Timothy Renner

Posted on

# Functional Python: Fabulous Filter

This post is the second in a series on the functional side of Python. I've been told in code reviews that my Python looks like Clojure, which I naturally took as a complement even if it wasn't. So I decided to write a series of posts here detailing how I write functional Python (where appropriate), bit by bit.

In the last post I wrote on this topic, I discussed `map`. `map` is one of two built-in higher order functions in Python. There used to be a third, `reduce`, but that was since moved into the standard library, and I think that's super weird. I'll explain why when I do a post on `reduce`. For today, I'll focus on `filter`. This'll be short, because filter's pretty simple.

## The Basics

`filter` is a higher order function that takes two arguments: a function that returns a boolean and a sequence to apply it to. It produces a generator that removes elements of the sequence that are False (or false-ish, like `[]` and `None`).

The classic example is the even/odd filter.

``````def even(n):
return n%2 == 0

x = [1, 2, 3, 4, 5]
y = filter(even, x)
print(list(y))
>>> [2, 4]
``````

Pretty simple.

## When `filter` is not the Right Choice

Similar to `map`, we can mimic `filter`'s functionality with a comprehension.

``````z = [n for n in x if even(n)]

print(z)
>>> [2, 4]
``````

In general, the same rules that applied to `map` apply here too. If you're operating on a finite, already-in-memory sequence then a comprehension is more readable. If you've got an infinite sequence and need a generator, `filter`'s a good choice. Although you can use a comprehension to create a generator for infinite sequences, it's not as common. If you need to compose the filter with others, the `filter` function is definitely the way to go. I'll cover composition in great detail in another post.

## Stream Processing

One of the goals of me writing these posts is to show examples of these patterns with real-world projects. This example is adapted from a script in my Profanity Power Index project, which streams data from Twitter's Streaming API for tweets containing profanity associated with some number of targets. It sends the filtered tweets to Elasticsearch for storage and visualization.

In my last post I showed how we used `map` to convert tweets into documents that Elasticsearch can load. Now I'll show how I used `filter` to remove the tweets that only contained clean language.

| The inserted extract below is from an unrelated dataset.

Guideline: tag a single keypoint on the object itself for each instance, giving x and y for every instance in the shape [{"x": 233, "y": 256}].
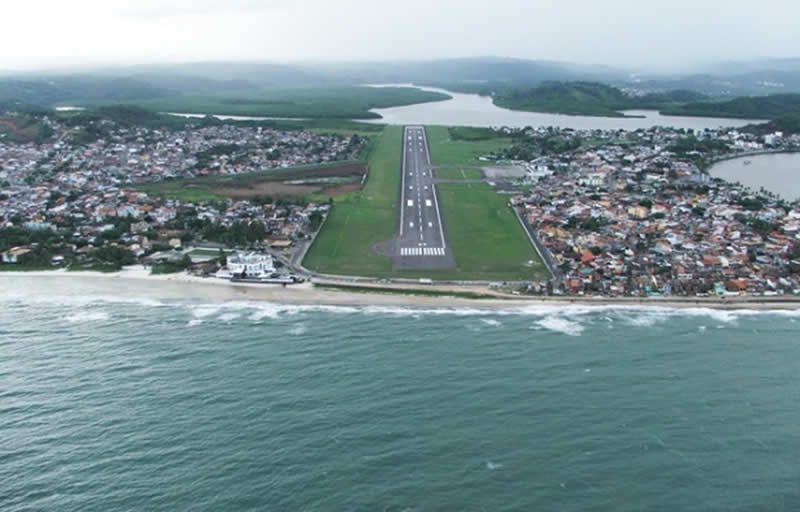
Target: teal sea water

This is the function we're going to filter.

``````def contains_profanity(tweet):
# _extract_text is just a helper function that pulls the text
# out of the tweet, including any quoted retweets.
tweet_text = _extract_text(tweet).lower()

# PROFANITY is a list of profane words.
# It was nice to put the swear words in the code itself and not
# just the commit messages.
for profanity in PROFANITY:
if profanity in tweet_text:
return True

# If we made it this far, it's a clean tweet and we don't want
# those.
return False
``````

The script (abbreviated) looks something like this:

``````# track is the list of targets.
# api is an authenticated Twitter API client.
tweet_stream = api.GetStreamFilter(track=track)

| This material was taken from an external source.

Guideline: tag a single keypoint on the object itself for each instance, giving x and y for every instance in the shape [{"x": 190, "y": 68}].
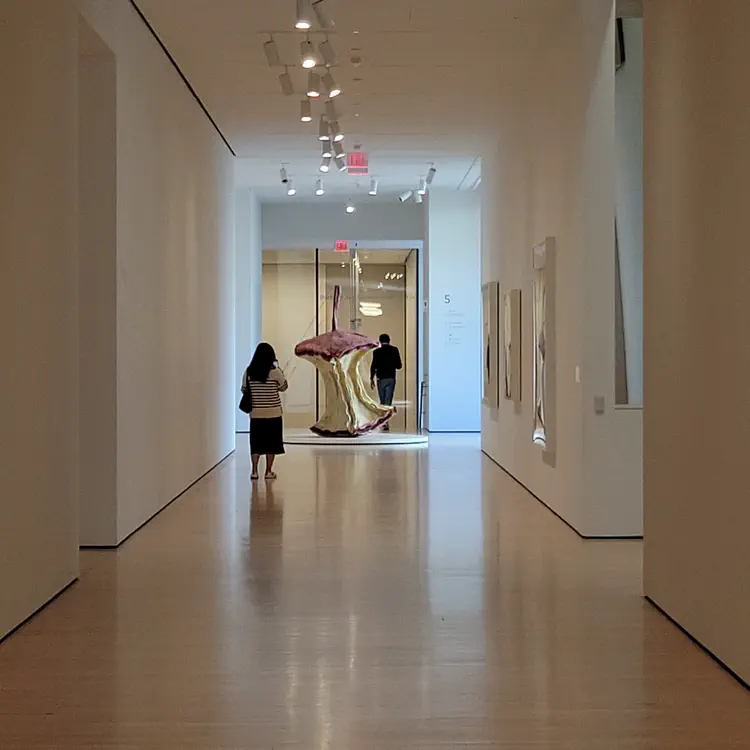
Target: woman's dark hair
[{"x": 262, "y": 363}]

# Filter to the tweets we want.
profane_tweet_stream = filter(contains_profanity, tweet_stream)

# Apply the map function to create Elasticsearch documents.
bulk_action_stream = map(tweet_to_bulk, tweet_stream)

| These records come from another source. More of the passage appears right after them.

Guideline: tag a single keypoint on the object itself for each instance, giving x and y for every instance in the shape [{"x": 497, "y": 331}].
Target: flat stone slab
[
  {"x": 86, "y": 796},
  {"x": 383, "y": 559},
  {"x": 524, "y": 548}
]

for ok, resp in streaming_bulk(client, bulk_action_stream):
if not ok:
print(resp)
``````

See how we were able to daisy-chain `filter` and `map` together without materializing more than one record into memory at a time? We can build incredibly robust, memory-efficient pipelines by chaining generators together.

## What's Next

I showed that `filter` is a lot like `map` - it can be replicated with comprehensions or even with loops. But the more complex the pipeline gets, the more complicated that loop gets:

``````for tweet in stream:
if contains_profanity(tweet):
tweet_doc = tweet_to_bulk(tweet)
# ... send it to Elasticsearch.
``````

If I wanted to add to this pipeline using the loop, I have to make the choice to either add indentation or use `if`/`continue` to short circuit the processing. Using `map` and `filter`, I just add another expression.